15 Beeston Place, Grovenor Gardens, London, SW1W 0JW www.thegoring.com

Early spring sunshine is splashing in through the large windows of the Five Star Goring Hotel’s restaurant and bouncing off Swarovski Chandeliers, Linley furniture, sparkling cutlery, crisp glasses and the pates of today’s lunchtime clientele, a large majority of whom won’t see fifty again. At a youthful forty-nine myself I feel as agile as an Olympics pentathlete at an Arthritics Anonymous meeting. I also seem to be the only man not wearing a club tie, although I do at least have on a suit from the Marks & Spencer ‘one size fits all’ Spring collection.

Now this shouldn’t be seen as a negative – I love the atmosphere here, that of the wellborn as opposed to the well to do, having a ‘spot of lunch’ with a proper sommelier in attendance and a wine list as thick as Max Clifford’s address book, not that any of his clients would be particularly welcome. The Goring is one of the few London hotels still in private ownership and Jeremy Goring is the fourth generation of the founding family and very much involved in the day-to-day running of the hotel. Even Derek Quelch, Executive Chef has been in the kitchen eleven years.

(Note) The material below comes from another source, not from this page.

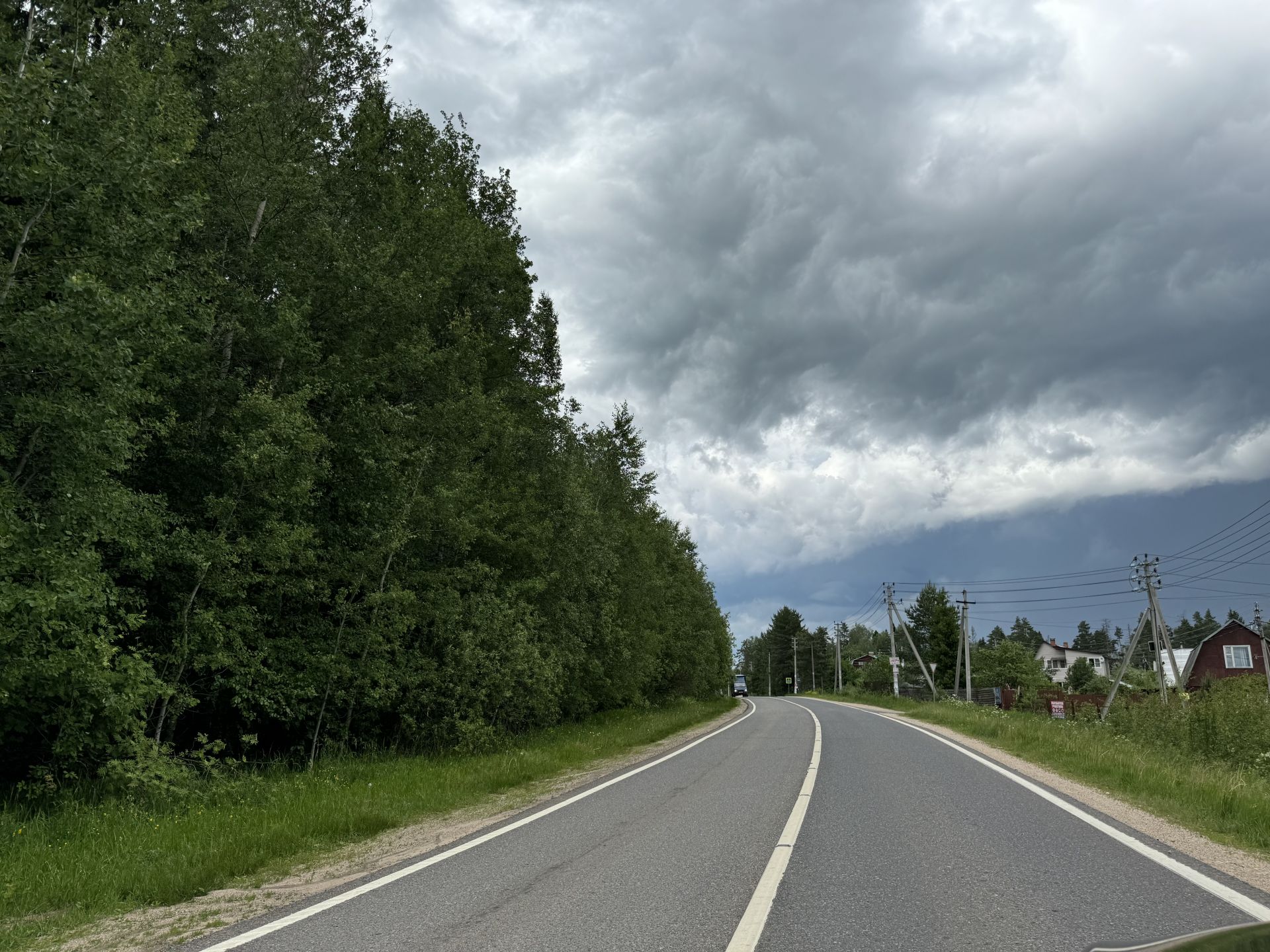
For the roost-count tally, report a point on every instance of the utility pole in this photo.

They could set a TV series here and not need to go far to cast all characters.

And it’s busy. It must be the allure of the hotel, its smart bar and the cooking, which is rooted in the past without being stuffy, and a set lunch for £35. Where else will you still find daily changing trolley roasts and beef consommé on the menu? It’s old school cooking and consommé is a dish that is time-consuming; most chefs would rather lob something into the blender and be done with it. A proper consommé requires beef bones and hours on the stove, the bones roasted and then simmered (not boiled or it will go cloudy) for ages. A hotel can do that, especially if like the Goring, beef is on the menu most of the week so dem bones aren’t hard to come by. This consommé is wafting delicious aromas my way and seems as clear as could be. My own starter of Lincolnshire pork belly has also had the slow-food treatment. Rolled up, the belly has been sliced wafer thin before service so avoiding the usual problem, for me at least, of fibrous pork getting caught in my teeth. The pork has great flavour but the overall colour scheme is that of Airfix Battleship Grey and the apple puree is a bit too smooth for my taste, approaching baby food texture. I would have liked some more lumps and a little less sweetness.

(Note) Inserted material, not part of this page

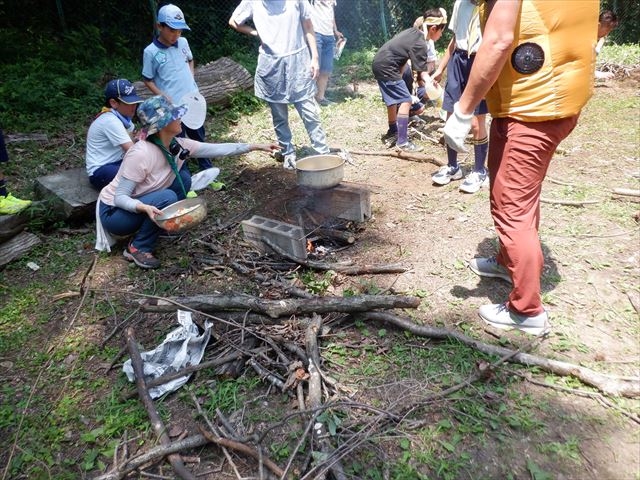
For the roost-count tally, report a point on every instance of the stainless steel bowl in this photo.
(320, 171)
(183, 215)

The Roast Peterhead cod that follows looks far more attractive, a crisp golden-skinned fillet sat on a base of cubed potatoes with leeks and a small lake of clam chowder lapping underneath. The cod flakes nicely, the flesh falling away the way ice sheets fall off icebergs in those depressing TV programmes about global warming. Braised shoulder of Castle of Mey beef in ale with onions and carrots has clearly been braised a very long time indeed, just as it should be. The meat is so tender a fork makes it tumble to pieces and the braising liquid has reduced down to a sticky, flavour packed coating. A separate serving of creamy mash in a quaint copper pan is pillowy and perfect.

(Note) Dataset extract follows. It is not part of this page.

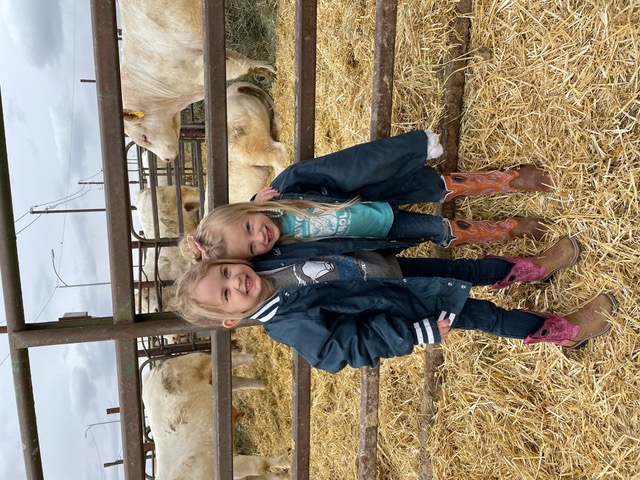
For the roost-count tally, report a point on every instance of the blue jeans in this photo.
(476, 314)
(420, 227)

It’s just the time of year for forced rhubarb and the Goring has champagne pink specimens shipped down from the Yorkshire Rhubarb triangle. A classic example of local, (i.e. UK) produce, seasonally trumping anything that could be flown in from far away. It sits with a beautifully rich shortbread and is the right mixture of tart and sweet with that slight sense of tooth enamel stripping away courtesy of the oxalic acid only gently present in the early season crop.

With afternoon teas and a menu that also includes Welsh Rarebit, vegetables foraged for chef from the Kent countryside, classics like potted shrimps, a beautifully British cheeseboard and even that schoolboy scarer prunes, the Goring is a great big dreadnought of British imperial dining power steaming its own unique track through a sea of mediocre, me too, ‘Modern European’ restaurants. Let’s stand up and salute it.